Lessons from Marathon Training

Feb 22, 2016

Three things I have discovered while training for the San Francisco Marathon:

The importance of breaking a big problem into many small, solvable chunks.

I did a lot of treadmill running this winter, and believe me when I say running 10+ miles on a treadmill is very boring. I’d even venture to say that treadmill running is boring in a convex way, which through Jensen’s Inequality, implies that running 10 miles is a lot more boring than running 5 miles twice.

One trick I learned is to divide the workout into smaller pieces, sometimes 400m, sometimes one mile, and not think about all the distance left between you and the finish line.

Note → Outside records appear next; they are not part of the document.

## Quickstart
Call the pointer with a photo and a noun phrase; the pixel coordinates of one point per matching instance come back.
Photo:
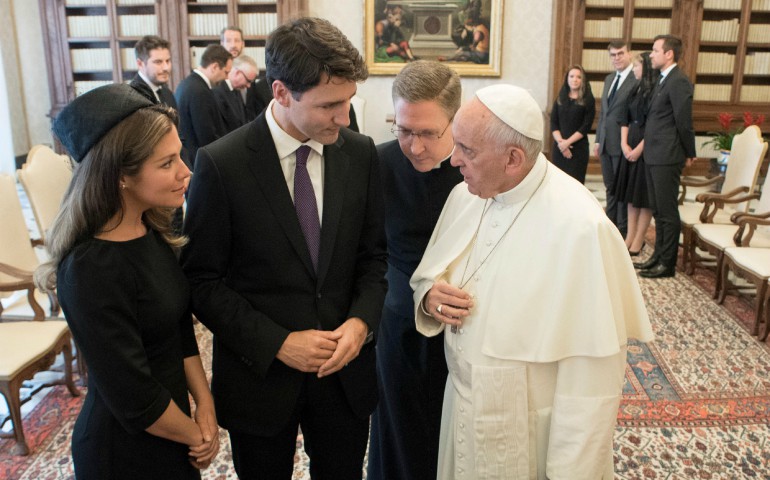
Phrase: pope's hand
(447, 303)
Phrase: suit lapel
(336, 163)
(266, 168)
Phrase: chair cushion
(755, 260)
(689, 213)
(23, 343)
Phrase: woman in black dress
(571, 118)
(124, 295)
(630, 184)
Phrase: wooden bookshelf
(91, 42)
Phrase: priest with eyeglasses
(533, 289)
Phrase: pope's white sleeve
(583, 417)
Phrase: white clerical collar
(525, 189)
(285, 144)
(664, 73)
(204, 77)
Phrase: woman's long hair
(649, 77)
(585, 96)
(93, 196)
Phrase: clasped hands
(447, 304)
(203, 454)
(321, 351)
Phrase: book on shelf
(91, 60)
(715, 63)
(137, 25)
(707, 92)
(90, 26)
(206, 24)
(649, 28)
(84, 86)
(257, 24)
(128, 59)
(757, 63)
(722, 4)
(720, 30)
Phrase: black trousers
(663, 185)
(616, 211)
(334, 437)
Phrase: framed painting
(466, 34)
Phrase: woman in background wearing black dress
(571, 117)
(123, 294)
(630, 183)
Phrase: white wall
(526, 59)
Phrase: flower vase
(724, 157)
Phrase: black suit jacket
(199, 120)
(613, 113)
(252, 278)
(231, 108)
(669, 122)
(165, 94)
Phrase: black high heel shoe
(635, 254)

When you’re at mile 15, it’s not the thought of the next mile tires you out and exhausts your mettle, rather, it’s the fact that you still have 11 whole miles to go until the finish line. If you can, for a while, forget that you have 11 miles to go, and just focus on doing the next mile, you’ll be fighting a more familiar problem. You could run a mile in middle school, way before you started marathon training, so you can easily run another mile now.

Rinse and repeat.

This is a little bit harder than it seems and requires a lot of focus, but once you learn to ignore the overall distance and just focus on finishing one mile at-a-time, a 26-mile race becomes a bunch of quick miles you have to knock out.

The importance of resting without stopping.

In order to run very long distances, I’ve discovered the importance of resting and recharging without stopping. Even if it means running at a walking pace, keep running, albeit slowly, until you feel recharged and can resume your normal pace. The moment you stop moving your feet and hit a standstill, it’s hard to start moving your feet again.

I think this is one reason why training is so heavy - marathon runners train upwards of 60 miles/week at peak. With each training run, you’re really building a baseline so that running at a slow pace feels the same as resting.

Running is physically taxing but strategically easy.

Running is easy because it does not require a ton of planning. The course is planned out for you, and you don’t have to think about strategy. It’s the physical equivalent of an infinite loop. One foot in front of the other until you’re done. There is very little confusion. The goal is clear, you just have to execute.